Char de combat du futur : « La balle est dans le camp des industriels allemands », insiste Mme Parly

Les coopérations franco-allemandes en matière d’armement ne sont pas tellement à la fête en ce moment. Ainsi, bien qu’un arrangement d’application n°3 [IA3] ouvrant la voie d’un démonstrateur a été signé au niveau des États impliqués [France, Allemagne et Espagne] en août dernier, le Système de combat aérien du futur est actuellement bloqué par des discussions « complexes » entre Dassault Aviation et les filiales allemande et espagnole d’Airbus au sujet de la charge de travail et de la propriété intellectuelle.

Le Maritime Airborne Warfare System [MAWS], qui doit permettre le renouvellement des capacités en matière de patrouille maritime, a connu un coup d’arrêt après la décision de Berlin de se procurer cinq avions P-8A Poseidon auprès du constructeur américain Boeing. S’agissant du developpement du standard Mk.3 de l’hélicoptère de combat Tigre, il devra sans doute être revu à la baisse, l’Allemagne étant réticente à son sujet, au point de laisser en plan la France et l’Espagne. L’Eurodrone tarde, quant à lui, à décoller, Madrid n’ayant pas encore débloqué les financements nécessaires pour qu’il puisse aller de l’avant.

Enfin, le Main Groud Combat System [MGCS], qui vise à mettre au point un « système de systèmes » centré autour d’un char de combat franco-allemand de nouvelle génération, est enlisé depuis un bout de temps.

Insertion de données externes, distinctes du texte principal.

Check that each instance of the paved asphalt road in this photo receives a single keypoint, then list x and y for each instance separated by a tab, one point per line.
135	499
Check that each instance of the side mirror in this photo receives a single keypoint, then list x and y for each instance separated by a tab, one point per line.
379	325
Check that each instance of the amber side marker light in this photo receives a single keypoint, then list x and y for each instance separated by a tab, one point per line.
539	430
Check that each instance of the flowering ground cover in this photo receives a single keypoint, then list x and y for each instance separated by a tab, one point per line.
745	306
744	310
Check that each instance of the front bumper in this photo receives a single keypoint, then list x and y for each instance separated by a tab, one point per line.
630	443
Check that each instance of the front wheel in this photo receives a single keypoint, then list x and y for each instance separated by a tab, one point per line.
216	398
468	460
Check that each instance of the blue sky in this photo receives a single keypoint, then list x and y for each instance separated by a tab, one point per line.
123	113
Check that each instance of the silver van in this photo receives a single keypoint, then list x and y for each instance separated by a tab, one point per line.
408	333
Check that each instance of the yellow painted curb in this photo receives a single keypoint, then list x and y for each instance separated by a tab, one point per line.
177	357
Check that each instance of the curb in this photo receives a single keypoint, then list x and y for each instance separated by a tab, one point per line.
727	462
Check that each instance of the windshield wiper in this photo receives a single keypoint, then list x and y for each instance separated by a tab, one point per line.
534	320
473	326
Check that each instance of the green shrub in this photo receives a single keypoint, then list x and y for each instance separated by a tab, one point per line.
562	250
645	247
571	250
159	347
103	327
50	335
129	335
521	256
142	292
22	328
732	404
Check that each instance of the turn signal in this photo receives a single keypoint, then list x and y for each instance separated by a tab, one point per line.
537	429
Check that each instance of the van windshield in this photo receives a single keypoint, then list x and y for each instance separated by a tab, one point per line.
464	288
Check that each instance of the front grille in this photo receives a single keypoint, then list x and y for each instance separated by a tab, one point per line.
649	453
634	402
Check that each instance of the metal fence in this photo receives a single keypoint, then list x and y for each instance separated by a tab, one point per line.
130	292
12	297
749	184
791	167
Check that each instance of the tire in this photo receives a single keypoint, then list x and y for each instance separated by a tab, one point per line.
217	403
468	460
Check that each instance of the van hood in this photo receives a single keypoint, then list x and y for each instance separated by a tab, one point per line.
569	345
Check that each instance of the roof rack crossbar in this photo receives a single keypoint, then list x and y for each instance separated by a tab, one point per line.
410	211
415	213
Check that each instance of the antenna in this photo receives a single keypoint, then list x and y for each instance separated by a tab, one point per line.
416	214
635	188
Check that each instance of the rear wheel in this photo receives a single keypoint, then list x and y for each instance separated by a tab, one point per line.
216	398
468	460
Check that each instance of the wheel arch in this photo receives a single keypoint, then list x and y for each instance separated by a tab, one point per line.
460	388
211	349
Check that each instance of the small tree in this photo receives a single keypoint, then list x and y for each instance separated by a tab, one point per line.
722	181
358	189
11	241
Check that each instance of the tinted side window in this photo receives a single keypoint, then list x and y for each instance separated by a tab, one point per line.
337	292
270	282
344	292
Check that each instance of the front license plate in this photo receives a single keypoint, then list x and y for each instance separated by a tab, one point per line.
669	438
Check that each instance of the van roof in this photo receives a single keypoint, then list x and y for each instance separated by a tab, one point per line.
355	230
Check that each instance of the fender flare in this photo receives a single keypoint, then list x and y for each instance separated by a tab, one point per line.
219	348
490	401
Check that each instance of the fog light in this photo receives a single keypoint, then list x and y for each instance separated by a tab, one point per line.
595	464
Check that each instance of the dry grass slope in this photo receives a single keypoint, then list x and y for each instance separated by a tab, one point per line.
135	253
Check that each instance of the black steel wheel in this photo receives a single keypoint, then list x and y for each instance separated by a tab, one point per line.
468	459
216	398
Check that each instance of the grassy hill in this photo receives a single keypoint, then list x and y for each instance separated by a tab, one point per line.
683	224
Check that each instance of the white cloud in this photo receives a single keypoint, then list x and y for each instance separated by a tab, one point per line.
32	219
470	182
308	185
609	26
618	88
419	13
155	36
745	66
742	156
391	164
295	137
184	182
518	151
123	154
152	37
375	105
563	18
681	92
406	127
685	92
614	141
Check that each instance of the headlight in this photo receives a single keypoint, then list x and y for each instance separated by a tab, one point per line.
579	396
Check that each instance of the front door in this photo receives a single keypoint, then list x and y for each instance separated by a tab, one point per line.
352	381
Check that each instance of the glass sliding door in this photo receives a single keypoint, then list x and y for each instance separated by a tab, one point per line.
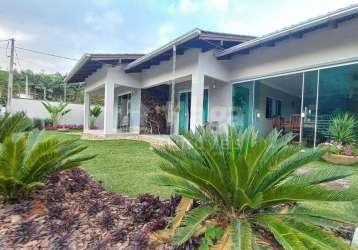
242	99
206	107
184	112
124	107
338	94
309	107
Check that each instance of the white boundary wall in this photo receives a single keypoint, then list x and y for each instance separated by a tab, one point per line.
35	109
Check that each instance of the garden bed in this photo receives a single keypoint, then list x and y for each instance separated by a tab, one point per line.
74	212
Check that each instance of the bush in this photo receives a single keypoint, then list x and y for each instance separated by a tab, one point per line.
15	123
37	123
26	161
249	187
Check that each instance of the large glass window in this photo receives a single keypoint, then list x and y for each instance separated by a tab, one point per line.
242	99
300	103
338	93
309	107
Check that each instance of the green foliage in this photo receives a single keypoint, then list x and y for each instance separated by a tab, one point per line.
95	112
15	123
212	234
39	83
342	128
252	183
26	160
56	111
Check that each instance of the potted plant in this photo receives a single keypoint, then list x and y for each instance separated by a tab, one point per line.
95	113
342	147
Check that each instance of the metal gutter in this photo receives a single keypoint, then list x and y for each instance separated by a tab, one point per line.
352	9
84	59
183	38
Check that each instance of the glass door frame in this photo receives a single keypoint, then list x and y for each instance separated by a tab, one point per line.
318	69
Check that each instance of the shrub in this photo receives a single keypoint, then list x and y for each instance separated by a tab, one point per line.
56	111
37	123
342	128
248	185
26	161
15	123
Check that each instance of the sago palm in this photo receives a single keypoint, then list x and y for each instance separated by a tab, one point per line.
26	160
248	185
15	123
342	128
56	111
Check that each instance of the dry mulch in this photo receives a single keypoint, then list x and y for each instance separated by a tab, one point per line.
74	212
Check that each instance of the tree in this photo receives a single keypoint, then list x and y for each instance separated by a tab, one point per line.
16	123
248	185
56	111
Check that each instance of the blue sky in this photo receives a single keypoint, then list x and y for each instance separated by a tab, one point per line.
74	27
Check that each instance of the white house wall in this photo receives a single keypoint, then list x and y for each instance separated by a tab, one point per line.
163	73
118	76
314	48
212	67
96	80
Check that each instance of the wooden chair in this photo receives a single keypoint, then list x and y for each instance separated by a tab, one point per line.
295	121
277	122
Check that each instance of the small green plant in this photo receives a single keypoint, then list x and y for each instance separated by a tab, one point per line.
27	159
15	123
95	112
342	128
212	235
56	111
250	187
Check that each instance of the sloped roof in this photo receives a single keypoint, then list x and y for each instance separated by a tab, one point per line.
89	63
197	38
297	30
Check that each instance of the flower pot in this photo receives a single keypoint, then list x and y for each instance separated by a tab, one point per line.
340	159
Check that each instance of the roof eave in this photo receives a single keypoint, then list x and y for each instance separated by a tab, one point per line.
187	36
288	31
84	59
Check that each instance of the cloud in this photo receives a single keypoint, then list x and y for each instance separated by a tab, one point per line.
17	34
218	5
100	21
165	33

Et cela risque de durer…

Sa maîtrise d’ouvrage ayant été confiée au Bundesministerium der verteidigung [BMVg, l’équivalent allemand de la DGA française], ce programme franco-allemand devait être facilité par la création de la co-entreprise KNDS, détenues à parts égales par l’État français et la Famille Bode-Wegmann. Seulement, Berlin a imposé un troisième acteur, à savoir Rheinmetall. Et cela n’a pu que mettre à mal la règle des 50-50 convenue au départ entre Paris et Berlin.

Se trouvant ainsi en difficulté, ce projet n’a même pas été soumis à l’approbation du Bundestag [chambre basse du Parlement allemand] en juin dernier, alors que celui-ci devait se prononcer sur toute une série de programmes d’armement. Et, pour le moment, il n’est pas question d’aller au-delà de la phase d’étude de définition de l’architecture du système [SADS Part 1], confiée en 2020 à un groupement formé par le français Nexter et l’allemand Krauss-Maffei Wegmann [réunis au sein du holding KDNS, ndlr] ainsi que par Rheinmetall.

En avril, lors d’une audition parlementaire, le Délégué général pour l’armement, Joël Barre, avait expliqué que l’un des points de blocage était dû à un désaccord entre Nexter et Rheinmetall « sur la partie canon du futur char ». Mais la cause, semble-t-il est plus profonde.

Invitée à donner le détail des priorités de la présidence française de l’Union européenne par la commission de la Défense, à l’Assemblée nationale, la ministre des Armées, Florence Parly a mis les industriels allemands face à leurs responsabilités.

S’agissant du char de combat du futur, « la balle est dans le camp des industriels allemands, en particulier dans [celui] de Rheinmetall », a affirmé Mme Parly. « Donc, ces industriels allemands doivent trouver entre eux les conditions d’un accord pour se répartir les tâches et les travaux », a-t-elle insisté.

En attendant, a poursuivi la ministre, « nous avançons sur l’architecture du système. Ces travaux se poursuivront jusqu’à la mi-2022. Et nous le faisons au niveau des équipes étatiques entre la France et l’Allemagne ». Et de marteler à nouveau : « La question est d’abord une question entre industriels allemands ».

En octobre, le chef d’état-major de l’armée de Terre [CEMAT], le général Pierre Schill, avait mis le blocage du MGCS sur le compte de la situation politique en Allemagne, où une nouvelle coalition gouvernementale devait alors se mettre en place… Ce qui n’est donc pas exactement le cas si l’on en juge par les propos de Mme Parly.

Quoi qu’il en soit, avait estimé le CEMAT, « si le MGCS ne peut pas être réalisé avec l’Allemagne, il faudra soit envisager un programme franco-français, soit s’appuyer sur la communauté SCORPION tournée vers le Benelux ». En tout cas, « il faudra aboutir à la construction d’un nouveau char », avait-il insisté.